You should be an influencer
So they say
I’ve lost track of the number of times I’ve been told that I should be an influencer.
Not because I’m particularly interesting or special or good-looking, but because I live on a farm and, to put it bluntly, people love that shit.
I’ll admit, I’ve thought about giving it a go. If people paid to watch me do chores that I already have to do, I could use that money to post in this Substack more than once in a blue moon. Or to finally finish my nearly complete novel. Or buy new film for my camera. I’ve even gone so far as to try it—I made a video of me breaking the ice in a water trough this winter. But when I played back the footage, what appeared on my tiny screen was a lumpily dressed woman with a bad attitude aggressively stabbing something out of frame for five straight minutes. I sent it to my friend Suleika for feedback. “It’s giving Fargo,” she said.

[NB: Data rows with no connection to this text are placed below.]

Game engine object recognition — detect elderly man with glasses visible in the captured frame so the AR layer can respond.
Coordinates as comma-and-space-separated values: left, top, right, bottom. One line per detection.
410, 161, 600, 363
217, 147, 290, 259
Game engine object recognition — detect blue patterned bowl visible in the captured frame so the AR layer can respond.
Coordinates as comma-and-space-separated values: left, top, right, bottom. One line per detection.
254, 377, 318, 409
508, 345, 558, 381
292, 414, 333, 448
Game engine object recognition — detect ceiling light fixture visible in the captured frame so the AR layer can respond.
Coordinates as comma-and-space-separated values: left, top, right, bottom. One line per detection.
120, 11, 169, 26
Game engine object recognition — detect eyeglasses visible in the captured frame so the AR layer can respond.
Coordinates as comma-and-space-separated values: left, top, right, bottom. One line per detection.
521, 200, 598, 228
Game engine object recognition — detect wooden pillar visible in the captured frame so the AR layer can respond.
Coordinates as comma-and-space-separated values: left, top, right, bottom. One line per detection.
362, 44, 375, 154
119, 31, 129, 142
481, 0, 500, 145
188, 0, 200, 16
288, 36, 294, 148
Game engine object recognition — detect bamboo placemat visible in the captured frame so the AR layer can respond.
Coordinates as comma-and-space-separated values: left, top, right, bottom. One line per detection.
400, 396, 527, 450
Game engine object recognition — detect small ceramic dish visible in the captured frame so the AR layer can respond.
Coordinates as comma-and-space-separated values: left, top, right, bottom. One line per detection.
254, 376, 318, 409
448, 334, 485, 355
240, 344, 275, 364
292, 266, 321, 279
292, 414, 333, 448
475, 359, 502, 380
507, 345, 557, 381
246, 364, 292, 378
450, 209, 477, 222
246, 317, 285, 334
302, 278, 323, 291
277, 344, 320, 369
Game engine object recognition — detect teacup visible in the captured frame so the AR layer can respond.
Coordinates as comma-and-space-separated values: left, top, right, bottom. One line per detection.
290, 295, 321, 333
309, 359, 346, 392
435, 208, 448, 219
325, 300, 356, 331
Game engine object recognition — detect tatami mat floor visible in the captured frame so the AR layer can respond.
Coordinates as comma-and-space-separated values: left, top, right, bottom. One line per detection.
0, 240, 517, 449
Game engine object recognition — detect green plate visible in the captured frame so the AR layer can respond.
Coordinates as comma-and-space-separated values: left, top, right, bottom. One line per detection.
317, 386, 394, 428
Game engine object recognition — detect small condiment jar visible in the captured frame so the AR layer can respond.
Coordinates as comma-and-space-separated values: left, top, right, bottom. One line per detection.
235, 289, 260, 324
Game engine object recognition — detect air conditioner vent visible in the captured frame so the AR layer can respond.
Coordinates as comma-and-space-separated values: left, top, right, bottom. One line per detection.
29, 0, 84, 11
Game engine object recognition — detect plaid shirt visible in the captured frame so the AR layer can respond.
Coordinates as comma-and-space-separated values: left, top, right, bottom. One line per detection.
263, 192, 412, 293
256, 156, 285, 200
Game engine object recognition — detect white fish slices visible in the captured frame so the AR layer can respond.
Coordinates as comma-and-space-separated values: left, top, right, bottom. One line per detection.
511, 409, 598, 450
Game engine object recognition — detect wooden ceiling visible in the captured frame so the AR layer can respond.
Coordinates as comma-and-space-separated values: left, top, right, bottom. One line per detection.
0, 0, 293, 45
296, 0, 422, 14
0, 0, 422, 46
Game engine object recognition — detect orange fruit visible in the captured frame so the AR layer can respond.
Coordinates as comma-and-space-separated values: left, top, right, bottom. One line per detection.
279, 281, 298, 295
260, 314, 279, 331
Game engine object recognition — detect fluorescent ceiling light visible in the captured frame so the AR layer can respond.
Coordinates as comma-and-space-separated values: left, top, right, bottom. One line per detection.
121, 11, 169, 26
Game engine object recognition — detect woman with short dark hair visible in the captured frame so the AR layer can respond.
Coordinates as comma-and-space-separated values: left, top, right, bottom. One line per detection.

Another time I made a video of myself cleaning stalls. Upon review, it appeared to be a pair of legs unartfully crisscrossing a manure-strewn stall, dust motes swirling thickly in front of the camera lens like a piece of faceless, nameless and utterly uninteresting performance art.
The majority of the things I do on my farm are not pretty or even interesting. It’s just grunt work, done in the scraps of the day around my actual job, most often in a strange outfit that is a combination of my unwashed workwear and whatever nice top I put on for Zoom calls earlier in the day.
Tonight is a great example. I’ve stared at my computer from 8 am until 5:30 pm, and now I’ve dragged my carcass down to the lower field to remove dead burdock. By hand. With a screen-induced headache.
Should I have done this in the fall? Yes. Is there a better way to do this? Probably. Did I ruin my favorite pair of gloves? Looks likely. Hours of pulling these things from the ground, piling them in the back of the mule (whose tire is going to fall off any minute, by the way), driving them to a distant location that is inaccessible by any grazing animals, and dumping them. Why? Because every time I turn the horses out, they come back with tails and forelocks thickly matted with burdock, which means I spend the time I could be using to film myself attractively and compellingly riding them for my nonexistent “fans” cursing and scraping bendy little needles out of yards of horsehair.
I’m itchy, the light is bruising and here comes my 9-year-old, sprinting down from the house, fresh from a bath, in his pajamas to “help me”. I love him, but I banish him to the mule and add “tick check before bed” to my list of items I must complete before the day is done.
The thing is, I don’t begrudge these tasks. I find pleasure in hard work, even if the work is very annoying (this being tops). But I do begrudge the persistent voice in my head that says, You should be documenting this. You should be posting this. If you were smart, you’d use this to your advantage. It spoils everything, that voice. Makes me live outside of myself, to see my life as a series of potential videos, of uncaptured likes and shares and comments.
I do plenty of beautiful things on the farm. I bake sourdough. I grow a gorgeous, tidy garden. I sometimes go out to harvest wildflowers while wearing a beat-up sun hat and a vintage plaid dress with huge hip pockets. But those beautiful things are for me and me alone. No phones allowed.
I still think about becoming an influencer. I even told my younger sister this week that she should be record herself and posting it online somewhere. She’s currently weaving a willow garden fence out of trees she’s cutting down by hand and dragging out of the forest one at a time. She looked at me and sighed. “I don’t know how to do that,” she said. Then she got back to work.
So I guess I will too. And if I’m wrong, and there are people out there who would like to pay for documentation of me doing the ugliest, most annoying and banal chores by all means, let me know. We have a sheep with an abscess that needs cleaning, if that appeals? I could be an influencer yet.





I love this! But I think you answered your own question (also reminded me of Ram Dass’ “Don’t be should upon!) You would lose your present reality of actually being in the moment. I like reading what you do!
This resonated deeply - the pressure to always be using something to the highest advantage or opportunity (if that even exists). Thank you for illustrating how the being and doing in the moment actually is the most beautiful expression of that moment after all. Lovely writing!